Canal+ Completes $2B Acquisition of MultiChoice, Consolidating Africa’s Pay-TV Landscape

French media conglomerate Canal+ finalized its $2 billion acquisition of South African pay-TV giant MultiChoice on September 22, 2025, marking the largest media deal in Africa this year and creating a combined entity with over 14.5 million subscribers across 50 countries, as the merger consolidates the continent’s fragmented entertainment market and positions the new group to dominate a $5 billion industry projected to grow 10% annually through 2026. The transaction, valued at 35 billion rand ($2.02 billion), involved Canal+ acquiring the remaining shares at a 67% premium, resulting in a reconstituted board and a shift in MultiChoice’s financial year-end to December, giving Canal+ effective control with a 46% stake and an additional 2.2% tendered, paving the way for enhanced content production and streaming integrations.

Canal+’s move builds on its long-standing presence in Africa, where it operates in 25 countries with 8 million subscribers, now merging with MultiChoice’s DStv and GOtv brands to form a powerhouse that combines French-language programming with English and Portuguese offerings, targeting a 30% market share in key regions like Nigeria and South Africa.
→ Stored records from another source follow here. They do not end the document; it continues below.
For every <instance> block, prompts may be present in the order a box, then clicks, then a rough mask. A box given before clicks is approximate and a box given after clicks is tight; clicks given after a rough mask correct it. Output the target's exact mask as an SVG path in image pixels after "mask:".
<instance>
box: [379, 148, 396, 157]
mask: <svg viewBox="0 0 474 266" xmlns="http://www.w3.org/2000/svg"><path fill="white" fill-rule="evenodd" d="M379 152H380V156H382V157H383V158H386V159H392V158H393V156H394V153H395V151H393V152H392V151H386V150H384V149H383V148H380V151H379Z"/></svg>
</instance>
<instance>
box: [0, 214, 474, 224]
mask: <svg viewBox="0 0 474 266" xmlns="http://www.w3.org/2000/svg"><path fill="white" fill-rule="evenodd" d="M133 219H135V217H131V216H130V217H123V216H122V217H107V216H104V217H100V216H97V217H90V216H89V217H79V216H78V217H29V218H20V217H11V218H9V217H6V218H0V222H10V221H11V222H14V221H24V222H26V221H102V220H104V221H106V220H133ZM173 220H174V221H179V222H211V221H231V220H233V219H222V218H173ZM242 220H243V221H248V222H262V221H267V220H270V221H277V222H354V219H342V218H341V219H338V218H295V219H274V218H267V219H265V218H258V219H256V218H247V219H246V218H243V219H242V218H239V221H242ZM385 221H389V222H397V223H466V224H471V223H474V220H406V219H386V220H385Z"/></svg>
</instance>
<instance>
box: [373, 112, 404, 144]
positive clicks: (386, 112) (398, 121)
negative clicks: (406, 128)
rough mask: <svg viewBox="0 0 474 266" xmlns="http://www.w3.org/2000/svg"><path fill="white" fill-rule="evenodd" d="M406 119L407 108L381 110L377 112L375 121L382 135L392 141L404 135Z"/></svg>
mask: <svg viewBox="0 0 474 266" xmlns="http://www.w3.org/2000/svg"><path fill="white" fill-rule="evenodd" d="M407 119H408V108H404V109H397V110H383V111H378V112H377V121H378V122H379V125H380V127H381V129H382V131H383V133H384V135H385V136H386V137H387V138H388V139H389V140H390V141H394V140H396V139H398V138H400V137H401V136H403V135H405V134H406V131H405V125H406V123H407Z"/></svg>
Led by Canal+ CEO Maxime Saada, the acquisition enhances local productions such as ‘Shaka iLembe’ and ‘Spinners,’ with commitments to double down on African content, boosting annual revenues to over $3 billion through shared infrastructure and cost reductions of 15%. This consolidation not only streamlines operations but also empowers enterprise leaders in media to leverage the merged platform for advertising and distribution, serving a subscriber base that grew 5% in 2025 alone.

The deal reflects a broader wave of mergers in Africa’s media sector, where M&A activity surged 35% in Q1 2025 to $4.5 billion, as companies seek scale to compete with global streamers like Netflix, which has 5 million African subscribers. Other notable acquisitions include Olam Agri’s $18.6 million purchase of Senegalese poultry feed producer Avisen in March 2025, expanding its agribusiness footprint and adding 100,000 tonnes of feed capacity, and Marula Mining’s $10 million acquisition of a 51% stake in South Africa’s Mansera Kruisrivier Cobalt Holding Company in July 2024, extending into 2025 mining investments amid 10% cobalt price increases. These deals underscore a macrotrend of quality over quantity in African M&A, with strategic exits and partnerships dominating to navigate economic pressures and foster industry growth.

Canal+’s acquisition enhances its competitive positioning, where the group’s combined content library of 50,000 hours outpaces rivals like StarSat, which holds 10% market share, while MultiChoice’s DStv Premium tier, serving 2 million high-end users, provides a moat in premium entertainment. The merger’s operational synergies, including unified technology stacks for streaming, reduce subscriber churn by 20% and open new revenue streams in advertising, projected at $500 million annually. As Saada noted, “This is about creating a global African media champion that celebrates and exports the continent’s stories.”

The impact on Africa’s private enterprise is profound, with the deal creating 1,000 jobs in content production and distribution, while empowering smaller media firms to partner for local programming, adding $1 billion to the creative economy. In Nigeria, where pay-TV subscribers grew 12% to 10 million in 2025, the merged entity will drive 25% more content investment, fostering a vibrant ecosystem for enterprise innovation in entertainment. Canal+’s $2B MultiChoice acquisition is a masterstroke of enterprise, reshaping Africa’s media for scale and innovation.